Ce n’était certes pas une humiliation nationale ; mais le virage à 190° d’Ibrahim Boubacar Kéïta, le mardi 26 mai dernier, à l’occasion de la Journée du paysan, à Samanko, avait les allures extrêmement gênantes d’un repentir dont le président de la République se serait bien passé, pour l’honneur du Mali. Ce jour-là, en présence de hautes personnalités du pays et accrédités au Mali, le président de la République a profité du temps de son discours pour faire une digression et s’appesantir sur son contentieux avec les Nations unies. Il a tenu un langage inattendu dans lequel il fait carrément amende honorable. Extrait : «Je…profite de cette journée pour dire encore la reconnaissance du Mali à l’endroit de tous les pays amis du monde entier qui ont aidé à nous retrouver, singulièrement nos frères africains voisins, mais au-delà, l’Europe, au-delà, la Russie, au-delà la Chine…Je ne voudrais pas que nous nous trompions ; que personne ne s’y méprenne, le rôle de la Minusma est un rôle important, est un rôle difficile, est un rôle délicat. Certains pensent que la Minusma est là pour lutter contre les rebelles, non ! Telle n’est pas sa mission, telle n’est pas son mandat. Elle est là pour nous aider à stabiliser et à réconcilier le pays. C’est donc une mission difficile …Dans l’histoire des Nations Unies, je ne connais aucun théâtre sur lequel, les forces des Nations Unies, les Casques bleus ont perdu autant d’hommes et ont subi autant d’agressions. Vous avez vu ces bombes placées, ces pièges d’un autre âge pour des hommes qui sont venus pour aider à la paix dans notre pays, ils ont été victimes. Donc, ne nous trompons pas, la Minusma n’est pas l’ennemi du Mali, elle n’est pas l’ennemi du Mali. Il faut qu’on le comprenne et que nous aidions ces fils d’Afrique, d’Europe et du monde entier venus pour nous aider…Je le dis encore une fois, n’écoutez pas les gens qui pourraient vous dire, ce sont ceux-là nos ennemis ; ce n’est pas vrai, ils sont là pour nous aider à avoir la paix entre nous ici, à nous réconcilier et c’est leur devoir, c’est leur mission…».

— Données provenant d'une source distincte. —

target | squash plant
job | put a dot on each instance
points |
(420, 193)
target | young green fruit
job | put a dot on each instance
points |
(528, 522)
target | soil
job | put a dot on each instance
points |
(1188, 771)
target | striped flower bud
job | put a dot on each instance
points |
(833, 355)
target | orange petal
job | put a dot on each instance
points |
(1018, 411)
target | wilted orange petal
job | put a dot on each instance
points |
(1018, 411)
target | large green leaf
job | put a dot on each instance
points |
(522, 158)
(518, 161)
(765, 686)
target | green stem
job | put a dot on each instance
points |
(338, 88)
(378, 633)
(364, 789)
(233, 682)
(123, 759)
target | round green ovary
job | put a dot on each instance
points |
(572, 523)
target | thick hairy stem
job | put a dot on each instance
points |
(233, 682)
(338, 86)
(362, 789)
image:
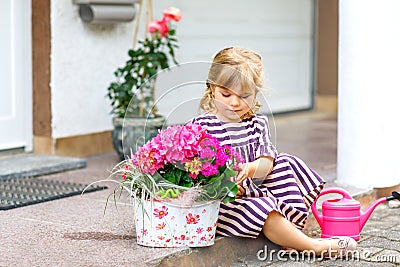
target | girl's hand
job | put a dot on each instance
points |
(241, 191)
(243, 174)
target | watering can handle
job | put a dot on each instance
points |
(335, 190)
(395, 195)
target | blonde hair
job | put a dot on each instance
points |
(234, 66)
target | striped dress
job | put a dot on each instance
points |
(290, 188)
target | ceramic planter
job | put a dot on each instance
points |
(162, 224)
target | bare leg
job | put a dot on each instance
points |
(284, 233)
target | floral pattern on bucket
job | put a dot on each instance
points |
(176, 226)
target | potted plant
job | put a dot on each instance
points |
(132, 93)
(177, 181)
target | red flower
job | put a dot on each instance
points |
(158, 25)
(190, 219)
(160, 226)
(172, 13)
(161, 213)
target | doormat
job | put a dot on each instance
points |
(18, 192)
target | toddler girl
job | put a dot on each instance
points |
(275, 190)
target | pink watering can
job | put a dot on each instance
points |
(343, 216)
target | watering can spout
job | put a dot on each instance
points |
(368, 211)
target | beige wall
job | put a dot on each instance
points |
(326, 71)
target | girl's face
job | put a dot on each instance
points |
(232, 103)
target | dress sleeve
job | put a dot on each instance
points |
(265, 147)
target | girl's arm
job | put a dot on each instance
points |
(259, 168)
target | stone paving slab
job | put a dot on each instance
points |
(27, 165)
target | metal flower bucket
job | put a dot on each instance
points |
(162, 224)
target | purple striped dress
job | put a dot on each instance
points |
(290, 188)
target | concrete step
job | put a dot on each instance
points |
(28, 165)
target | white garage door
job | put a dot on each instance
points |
(15, 75)
(281, 31)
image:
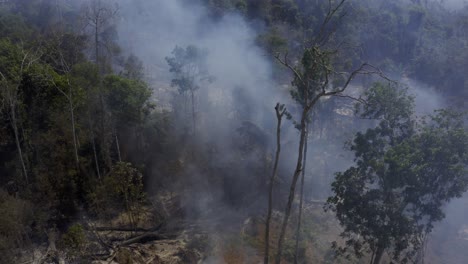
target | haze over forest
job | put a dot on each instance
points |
(233, 131)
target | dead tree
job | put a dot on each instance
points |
(280, 112)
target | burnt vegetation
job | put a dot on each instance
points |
(233, 131)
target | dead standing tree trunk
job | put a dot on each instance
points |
(280, 112)
(320, 89)
(301, 198)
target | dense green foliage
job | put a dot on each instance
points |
(405, 171)
(82, 140)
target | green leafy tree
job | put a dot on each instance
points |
(405, 171)
(127, 102)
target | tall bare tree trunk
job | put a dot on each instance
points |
(298, 229)
(118, 146)
(72, 116)
(193, 110)
(378, 255)
(279, 116)
(292, 190)
(17, 141)
(93, 143)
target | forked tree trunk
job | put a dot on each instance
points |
(72, 116)
(93, 144)
(298, 229)
(17, 141)
(292, 190)
(193, 111)
(279, 116)
(118, 146)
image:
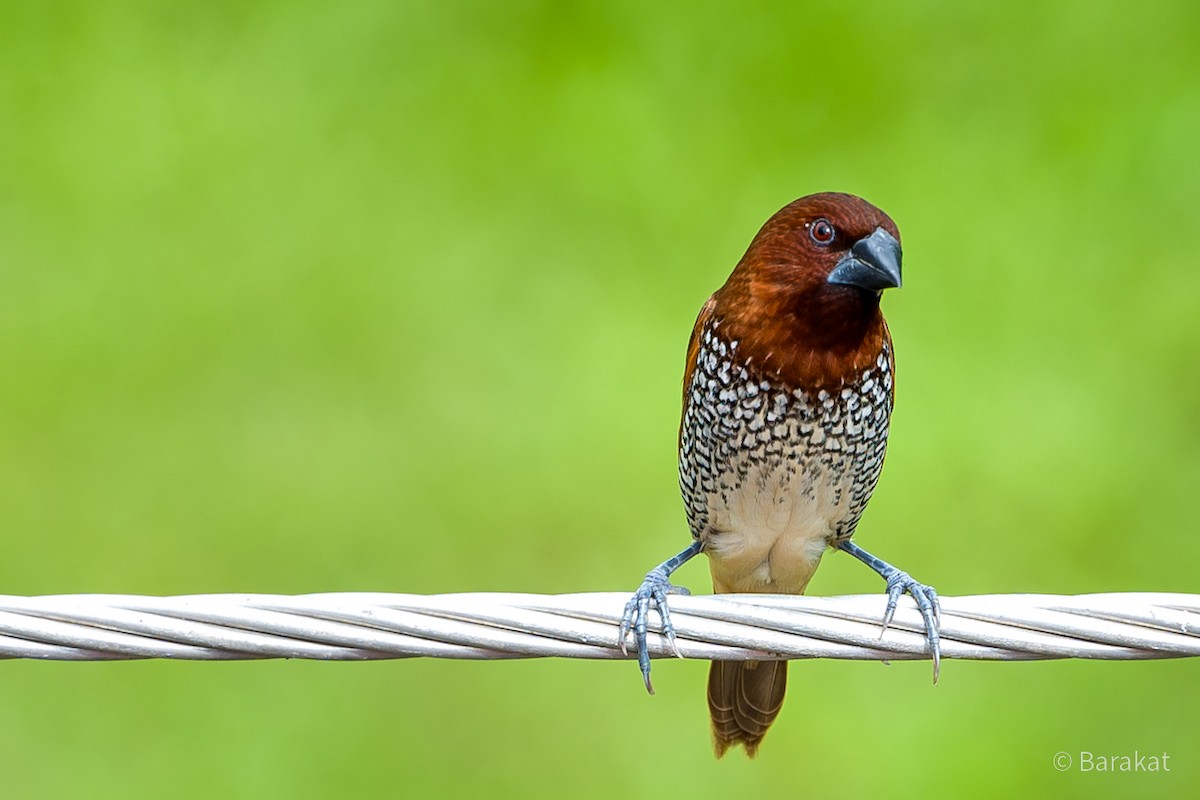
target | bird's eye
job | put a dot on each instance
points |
(821, 232)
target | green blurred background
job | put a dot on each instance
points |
(310, 296)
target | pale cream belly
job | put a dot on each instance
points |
(768, 534)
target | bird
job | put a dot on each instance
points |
(787, 395)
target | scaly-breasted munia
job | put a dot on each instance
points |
(786, 401)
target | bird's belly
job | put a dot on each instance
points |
(769, 527)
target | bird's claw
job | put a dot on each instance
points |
(901, 583)
(654, 589)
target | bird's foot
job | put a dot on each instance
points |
(654, 590)
(901, 583)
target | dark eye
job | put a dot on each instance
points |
(821, 232)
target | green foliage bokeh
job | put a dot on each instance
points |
(310, 296)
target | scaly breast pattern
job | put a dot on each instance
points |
(772, 475)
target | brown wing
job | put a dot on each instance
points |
(706, 313)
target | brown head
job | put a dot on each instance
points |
(803, 302)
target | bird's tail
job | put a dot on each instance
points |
(744, 698)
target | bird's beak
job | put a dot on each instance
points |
(871, 264)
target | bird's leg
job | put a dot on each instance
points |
(654, 589)
(899, 583)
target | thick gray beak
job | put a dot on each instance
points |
(871, 264)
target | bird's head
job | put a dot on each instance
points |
(805, 296)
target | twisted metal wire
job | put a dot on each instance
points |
(355, 626)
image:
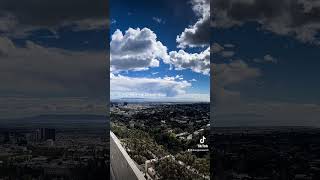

On aurait rien reproché à ce discours (qui aurait même été applaudi et bien accueilli) s’il n’était pas intervenu dans un contexte de brouille dans les relations entre Ibrahim Boubacar Kéïta et les Nations unies.
Deuxièmement, depuis le début de cette affaire IBK-ONU, le chef de l’Etat et le gouvernement n’ont manqué aucune occasion pour « présenter leurs excuses ». Tous les termes et expressions utilisés dans les différents communiqués du gouvernement, qui contredisent le discours historique du 15 mai d’IBK, s’apparentent effectivement à des excuses présentées aux Nations unies. Mais, ne dit-on pas que l’excès de tout est nuisible.
Tout est parti du discours du président de la République lors de la cérémonie de signature de l’accord pour la paix et la réconciliation au Mali, le 15 mai dernier au Cicb. Répliquant aux propos du secrétaire général adjoint des Nations-Unies chargé des Opérations de maintien de la paix, le Français Hervé Ladsous, qui affirme que «toutes les parties ont violé le cessez-le feu», le président IBK a parlé avec le…cœur. Ce 15 mai, IBK a dit, entre autres vérités: «…Avons-nous jamais violé le cessez-le-feu ? Avons-nous jamais violé la cessation des hostilités quand la décision a été prise ? Jamais ! Il serait convenable que Monsieur Ladsous et les représentants du secrétaire général de l’Onu fassent preuve de justice et d’équité à cet égard-là ! Chaque fois qu’il y a violation de cessez-le-feu, violation de cessation des hostilités, nous l’avons signalé, mais rarement nous avons été entendus. Un peu de respect pour notre peuple… Le Mali n’a jamais manqué à ses engagements internationaux, et continue de le faire aujourd’hui, pourvu qu’en retour, il soit l’objet d’un minimum de respect…Nous demandons aux missions des nations unies à faire un peu de respect pour notre peuple. Nous les invitons à faire en sorte que le jeu soit transparent. Nous comptons sur Ladsous, pour avoir notre dû et pas plus…». Visiblement très à l’aise devant un parterre de chefs d’Etat et de gouvernement africains et de hautes personnalités venus du monde entier, IBK était dans la peau du citoyen Malien. Pas celui d’un chef d’Etat d’un pays désormais sous coupe réglée de l’ONU.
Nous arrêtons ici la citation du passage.